ADR-0005: Prefer eventual consistency over enforced process

Status	Accepted
Date	2026-04-24
Deciders	[email protected]
Related	ADR-0002, ADR-0004, Feature #473

1. Context

The Event and Membership system supports a small live-events operation: registration desks under time pressure, volunteers running stock rooms, timing systems that occasionally misfire, and admin that happens after the event when someone has time to sit down and catch up. The software is one tool among many; it does not own the workflow.

Two design philosophies are in tension:

Enforced process. The software treats each formal workflow step as a precondition. If step N is skipped, step N+1 fails loudly. Data stays consistent at the cost of forcing operators to complete every step in order — even when the physical reality has already moved past that step.
Eventual consistency. The software accepts out-of-sequence events, missing triggers, and informal handovers as part of reality. Each deliberate transition is idempotent; each trigger is a signal, not a gate. Data converges to truth when later events provide the missing context.

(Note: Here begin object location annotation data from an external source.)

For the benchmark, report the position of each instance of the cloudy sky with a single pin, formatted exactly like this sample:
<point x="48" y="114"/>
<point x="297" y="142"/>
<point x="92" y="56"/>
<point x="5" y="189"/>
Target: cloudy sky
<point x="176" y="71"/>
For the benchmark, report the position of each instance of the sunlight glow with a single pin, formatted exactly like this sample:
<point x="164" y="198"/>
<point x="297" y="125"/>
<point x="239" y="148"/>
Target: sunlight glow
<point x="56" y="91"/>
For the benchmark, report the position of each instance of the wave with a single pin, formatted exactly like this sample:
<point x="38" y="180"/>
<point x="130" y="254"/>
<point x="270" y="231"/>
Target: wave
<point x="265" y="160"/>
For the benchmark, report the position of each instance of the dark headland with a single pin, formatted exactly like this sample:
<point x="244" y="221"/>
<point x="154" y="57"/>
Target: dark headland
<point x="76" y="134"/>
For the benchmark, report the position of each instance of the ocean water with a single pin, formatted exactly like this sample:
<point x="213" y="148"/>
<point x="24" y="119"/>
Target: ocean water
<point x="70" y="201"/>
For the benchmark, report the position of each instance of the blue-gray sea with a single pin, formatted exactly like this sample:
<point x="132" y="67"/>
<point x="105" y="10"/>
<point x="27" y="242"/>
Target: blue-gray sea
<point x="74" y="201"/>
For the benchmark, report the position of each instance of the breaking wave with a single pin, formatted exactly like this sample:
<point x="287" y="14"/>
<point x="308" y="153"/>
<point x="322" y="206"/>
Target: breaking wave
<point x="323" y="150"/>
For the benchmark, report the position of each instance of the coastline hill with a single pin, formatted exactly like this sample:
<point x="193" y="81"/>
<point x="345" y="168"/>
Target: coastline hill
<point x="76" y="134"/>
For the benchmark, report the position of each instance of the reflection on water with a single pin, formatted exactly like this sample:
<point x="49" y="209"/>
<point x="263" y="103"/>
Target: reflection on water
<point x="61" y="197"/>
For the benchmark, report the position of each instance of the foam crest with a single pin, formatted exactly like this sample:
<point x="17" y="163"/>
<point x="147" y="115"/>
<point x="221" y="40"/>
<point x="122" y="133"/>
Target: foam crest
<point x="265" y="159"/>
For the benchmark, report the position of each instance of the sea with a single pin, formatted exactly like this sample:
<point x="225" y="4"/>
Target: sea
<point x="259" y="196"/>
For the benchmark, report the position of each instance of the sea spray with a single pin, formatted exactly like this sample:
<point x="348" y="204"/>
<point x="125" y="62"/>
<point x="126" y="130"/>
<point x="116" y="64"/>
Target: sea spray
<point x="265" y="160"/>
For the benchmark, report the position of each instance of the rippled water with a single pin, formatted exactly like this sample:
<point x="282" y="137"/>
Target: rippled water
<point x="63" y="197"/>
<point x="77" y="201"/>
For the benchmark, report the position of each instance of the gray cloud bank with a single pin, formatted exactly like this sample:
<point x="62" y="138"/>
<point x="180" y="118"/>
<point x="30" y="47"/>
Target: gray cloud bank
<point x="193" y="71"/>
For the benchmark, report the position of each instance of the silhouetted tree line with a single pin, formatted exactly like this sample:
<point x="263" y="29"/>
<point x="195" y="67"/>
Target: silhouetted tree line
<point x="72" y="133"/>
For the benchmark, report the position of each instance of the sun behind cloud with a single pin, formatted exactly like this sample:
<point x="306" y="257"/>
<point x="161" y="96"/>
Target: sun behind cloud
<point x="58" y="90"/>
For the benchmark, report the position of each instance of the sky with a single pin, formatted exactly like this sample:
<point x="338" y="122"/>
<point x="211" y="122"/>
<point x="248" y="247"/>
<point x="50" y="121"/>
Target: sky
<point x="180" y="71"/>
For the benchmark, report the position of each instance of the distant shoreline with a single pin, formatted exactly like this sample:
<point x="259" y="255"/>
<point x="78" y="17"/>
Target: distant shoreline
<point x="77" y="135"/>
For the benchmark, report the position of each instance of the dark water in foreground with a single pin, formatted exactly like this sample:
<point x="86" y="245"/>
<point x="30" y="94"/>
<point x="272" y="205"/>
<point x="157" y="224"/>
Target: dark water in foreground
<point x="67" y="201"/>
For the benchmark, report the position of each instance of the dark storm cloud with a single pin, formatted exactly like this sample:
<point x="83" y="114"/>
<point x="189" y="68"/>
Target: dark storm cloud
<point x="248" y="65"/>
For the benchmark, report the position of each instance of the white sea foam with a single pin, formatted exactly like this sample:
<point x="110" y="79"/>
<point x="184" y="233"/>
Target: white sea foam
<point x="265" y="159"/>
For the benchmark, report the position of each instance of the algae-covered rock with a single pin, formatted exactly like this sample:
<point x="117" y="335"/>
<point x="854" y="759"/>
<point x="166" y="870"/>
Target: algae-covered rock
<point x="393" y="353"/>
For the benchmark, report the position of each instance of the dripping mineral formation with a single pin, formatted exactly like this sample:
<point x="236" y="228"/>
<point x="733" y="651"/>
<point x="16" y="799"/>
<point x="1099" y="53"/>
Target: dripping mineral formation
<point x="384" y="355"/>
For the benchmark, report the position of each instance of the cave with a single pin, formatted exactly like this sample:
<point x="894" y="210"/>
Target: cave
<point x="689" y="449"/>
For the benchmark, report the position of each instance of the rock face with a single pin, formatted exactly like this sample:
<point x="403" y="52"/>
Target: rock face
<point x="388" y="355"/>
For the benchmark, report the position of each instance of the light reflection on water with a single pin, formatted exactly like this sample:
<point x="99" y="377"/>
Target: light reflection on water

Enforced process looks tidy on paper but punishes the busiest people in the system. Eventual consistency is messier to document but matches how live events actually run. The whole set of decisions we’ve taken on the number-lifecycle state machine points the same direction; it’s worth naming the pattern explicitly so future features follow it consistently.

2. Decision

When designing new workflows that span operator action and data capture, prefer eventual consistency:

Accept implicit transitions. If the system receives a signal that is only valid after a formal step, and that step was skipped, infer the step from the signal. Record the inference in the audit trail but do not reject the signal. (ADR-0002 — IN_STOCK result row → implicit issuance.)
Make stamps monotone. Timestamps that represent "most recent" should advance only. Re-imports, out-of-order processing, and replay must not corrupt the signal. (ADR-0004 — last_used.)
Make transitions idempotent. The same trigger firing twice should produce the same end state. A result row encountering an already-IN_USE number re-stamps last_used without writing a duplicate log entry.
Separate audit from state. race_number_state_log captures what happened; race_number.state captures where the number is now. These are different questions; the state machine does not reconstruct history, and the audit log does not drive business rules.
Reject only when a human must decide. ADR-0003 rejects UNFIT → IN_USE because the four possible real-world causes have four different resolutions. "A human must decide" is the bright line for rejection; "the process wasn’t followed" is not.

3. Consequences

3.1. Positive

Operators can do their job without fighting the system. Registration desks, stock rooms, and admin desks all work at their own cadence.
The system is resilient to sequencing errors: out-of-order events, missed triggers, duplicate imports, and replay all converge to the same end state.
The audit log remains the canonical record of what happened; the state fields give a fast answer to where we are now. Each question has one right place to look.
New features can be added incrementally without requiring ops to change their habits.

3.2. Negative

Mid-flight state can be misleading. A number that has been physically handed to a participant but not yet raced may still show as IN_STOCK in a stock-count query until the result lands. Downstream consumers that need point-in-time accuracy have to consult the audit log, not the state.
There is a ceiling on data quality: if no trigger ever arrives (participant DNF, no result row, no return scan), the system will never reconcile. A number handed out and never seen again stays IN_STOCK indefinitely. Periodic stock-takes are the compensating control.
Discipline around the audit log matters. If a caller bypasses the service and writes state directly, the log diverges from reality and the self-healing guarantee breaks. ADR-0001 is the structural mitigation.
"The system will figure it out" is not an excuse for sloppy process. Self-healing lowers the cost of a missed step, but the formal process still exists and ops training should still teach it — the tolerant semantics are a safety net, not a design intent.

3.3. Neutral

Some decisions still require enforcement (e.g. DESTROYED is terminal; you cannot resurrect a disposed number via any trigger). Those are recorded in the state machine itself, not in this ADR.

4. Self-healing examples

These are the concrete points where the pattern shows up, as of 2026-04-24:

IN_STOCK → IN_USE via result import. Formal issuance skipped; the result row is enough evidence; state catches up. (ADR-0002)
last_used advances, never retreats. Historical re-imports cannot corrupt the pick-list signal. (ADR-0004)
IN_USE re-stamp is silent. Repeated result imports for the same (number, event) do not duplicate log rows; only the first transition writes.
Return-scan tolerates any source state. A stock-take scan for a number already IN_STOCK is a no-op, not an error. Ops can run the scan without first checking the state.
Implicit orphan re-linking. recordNumberAssignment accepts a number in ISSUED/IN_USE with person_id = NULL (orphan state from migration or partial returns) and re-links the person without changing state.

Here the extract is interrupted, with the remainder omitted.